Top exec Brian Roberts explains how the company feels about animation (and why it bought DreamWorks Animation):

... ["THE SECRET LIFE OF PETS"] IS THE BIG NEWS IN THE FILM DIVISION IN QUITE A WHILE, WHICH IS ONE OF THOSE GREAT BREAKOUT FRANCHISES THANKS TO CHRIS MELEDANDRI AND DONNA LANGLEY AND JEFF SHELL AND RON MEYER AND THE TEAM WE HAVE AT UNIVERSAL DOING A FANTASTIC JOB. BUT PARTICULARLY, IN ANIMATION, WHICH IS WHY WE WANTED TO BUY DREAMWORKS, ANIMATION IS WHERE YOU CAN HAVE THESE, YOU KNOW, INCREDIBLE FRANCHISES AND WITH OUR COMPANY, WITH THEME PARKS, WITH CONSUMER PRODUCTS, WITH CHINA, WITH THE ABILITY TO PRODUCE SEQUELS, IT DID OCCUR IN THE THIRD QUARTER. YOU'RE TOTALLY RIGHT. LAST SECOND QUARTER WE HAD "JURASSIC WORLD" AND "FURIOUS 7" SO THIS WAS ALWAYS GOING TO BE A DOWN QUARTER IF YOU JUST LOOK AT THAT 90-DAY TO 90-DAY GLIMPSE, THAT'S NOT WHAT I LIKE TO DO. NBCUNIVERSAL HAD A REALLY STRONG QUARTER, FANTASTIC FIRST HALF OF THE YEAR, AND BIG PART OF THE SECOND HALF WILL BE "SECRET LIFE OF PETS" AND WE HAVE A MOVIE COMING AT THE END OF THE YEAR FROM THE SAME TEAM CALLED "SING" WHICH WE'RE REALLY EXCITED ABOUT AS WELL. AND THAT'S WHAT GAVE US THE CONFIDENCE TO WANT TO BUY DREAMWORKS. SO WE JUST GOT BACK FROM A TRIP TO CHINA AND LOOKED AT, YOU KNOW, THE THEME PARK POSSIBILITY IN BEIJING AND IT'S ALL FUELED BY THIS GREAT CONTENT THAT WE NOW HAVE IN THE COMPANY. ...

Why CNBC put Mr. Roberts quotes in caps is a mystery. Or maybe Mr. Roberts was SHOUTING during the interview. ...

It's not hard to see why Chairman Roberts went after DreamWorks, they want content and they want merchandise and they want branding for Universal's amusement parks. But at bottom, this all goes back to the big profits that animated product pulls in.

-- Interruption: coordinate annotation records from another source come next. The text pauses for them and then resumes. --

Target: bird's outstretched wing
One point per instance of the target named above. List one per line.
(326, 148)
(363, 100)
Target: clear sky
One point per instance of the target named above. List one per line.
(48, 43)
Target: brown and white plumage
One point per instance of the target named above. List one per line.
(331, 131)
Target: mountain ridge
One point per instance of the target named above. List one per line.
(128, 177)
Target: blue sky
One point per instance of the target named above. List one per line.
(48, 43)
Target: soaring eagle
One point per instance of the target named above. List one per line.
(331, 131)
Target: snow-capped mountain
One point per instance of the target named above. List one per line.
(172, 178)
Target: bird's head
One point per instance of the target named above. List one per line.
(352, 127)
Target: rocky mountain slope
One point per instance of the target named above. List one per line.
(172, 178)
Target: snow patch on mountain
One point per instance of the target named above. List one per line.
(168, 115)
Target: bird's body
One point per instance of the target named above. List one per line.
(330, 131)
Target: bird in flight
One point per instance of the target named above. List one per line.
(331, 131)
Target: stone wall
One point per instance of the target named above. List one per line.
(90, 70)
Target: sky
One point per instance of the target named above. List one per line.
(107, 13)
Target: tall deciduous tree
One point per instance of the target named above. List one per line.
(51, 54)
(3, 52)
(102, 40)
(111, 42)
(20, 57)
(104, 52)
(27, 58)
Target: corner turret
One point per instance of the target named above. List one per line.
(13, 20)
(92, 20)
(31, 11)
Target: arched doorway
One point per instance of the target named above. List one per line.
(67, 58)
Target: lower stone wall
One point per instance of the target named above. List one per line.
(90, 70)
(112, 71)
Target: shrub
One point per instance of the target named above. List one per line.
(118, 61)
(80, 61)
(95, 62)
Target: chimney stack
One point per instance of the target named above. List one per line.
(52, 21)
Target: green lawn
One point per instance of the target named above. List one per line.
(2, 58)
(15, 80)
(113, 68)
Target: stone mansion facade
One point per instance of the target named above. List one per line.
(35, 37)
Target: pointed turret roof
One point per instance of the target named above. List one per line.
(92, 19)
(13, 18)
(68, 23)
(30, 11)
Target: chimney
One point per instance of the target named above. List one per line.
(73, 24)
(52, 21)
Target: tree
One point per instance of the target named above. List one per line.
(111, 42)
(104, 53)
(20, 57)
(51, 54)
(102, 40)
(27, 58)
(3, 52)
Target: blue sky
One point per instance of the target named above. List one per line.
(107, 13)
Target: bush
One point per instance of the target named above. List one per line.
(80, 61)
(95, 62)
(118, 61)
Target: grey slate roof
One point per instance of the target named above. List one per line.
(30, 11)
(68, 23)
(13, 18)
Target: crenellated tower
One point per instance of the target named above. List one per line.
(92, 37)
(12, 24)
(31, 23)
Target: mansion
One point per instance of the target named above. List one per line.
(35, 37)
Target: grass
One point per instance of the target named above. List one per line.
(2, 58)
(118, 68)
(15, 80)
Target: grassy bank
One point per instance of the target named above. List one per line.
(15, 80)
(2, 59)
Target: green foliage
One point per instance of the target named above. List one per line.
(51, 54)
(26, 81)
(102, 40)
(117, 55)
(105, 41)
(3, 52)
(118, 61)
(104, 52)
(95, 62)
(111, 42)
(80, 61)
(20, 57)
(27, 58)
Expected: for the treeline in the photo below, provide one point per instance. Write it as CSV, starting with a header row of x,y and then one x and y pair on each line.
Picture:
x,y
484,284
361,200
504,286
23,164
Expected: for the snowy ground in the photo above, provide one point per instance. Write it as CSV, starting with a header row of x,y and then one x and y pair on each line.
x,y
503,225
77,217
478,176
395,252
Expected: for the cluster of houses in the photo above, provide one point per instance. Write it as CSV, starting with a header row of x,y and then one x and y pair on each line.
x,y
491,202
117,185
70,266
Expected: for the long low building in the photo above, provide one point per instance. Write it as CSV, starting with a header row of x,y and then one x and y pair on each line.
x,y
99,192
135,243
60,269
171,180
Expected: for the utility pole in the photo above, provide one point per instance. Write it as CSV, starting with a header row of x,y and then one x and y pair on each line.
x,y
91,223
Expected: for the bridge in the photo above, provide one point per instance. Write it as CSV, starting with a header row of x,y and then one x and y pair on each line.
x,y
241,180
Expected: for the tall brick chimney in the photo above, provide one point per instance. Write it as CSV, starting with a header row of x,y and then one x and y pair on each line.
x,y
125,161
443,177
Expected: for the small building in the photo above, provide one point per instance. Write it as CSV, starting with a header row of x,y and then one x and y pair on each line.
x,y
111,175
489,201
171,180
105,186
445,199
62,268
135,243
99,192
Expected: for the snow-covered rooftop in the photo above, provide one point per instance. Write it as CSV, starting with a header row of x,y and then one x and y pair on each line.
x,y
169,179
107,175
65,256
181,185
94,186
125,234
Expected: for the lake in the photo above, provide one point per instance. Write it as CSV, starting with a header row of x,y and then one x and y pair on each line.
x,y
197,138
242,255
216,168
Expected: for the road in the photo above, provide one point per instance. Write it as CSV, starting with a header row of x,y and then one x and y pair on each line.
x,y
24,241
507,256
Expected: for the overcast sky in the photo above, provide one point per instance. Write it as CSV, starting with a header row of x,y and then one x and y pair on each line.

The ongoing good times continues to amaze some older artists who remember when times were not so good. While working the IATSE's booth at SIGGRAPH today, I encountered a veteran animator who expressed amazement at how animated features and television show have been booming for the past several years. He asked me how long I thought the salad days would continue.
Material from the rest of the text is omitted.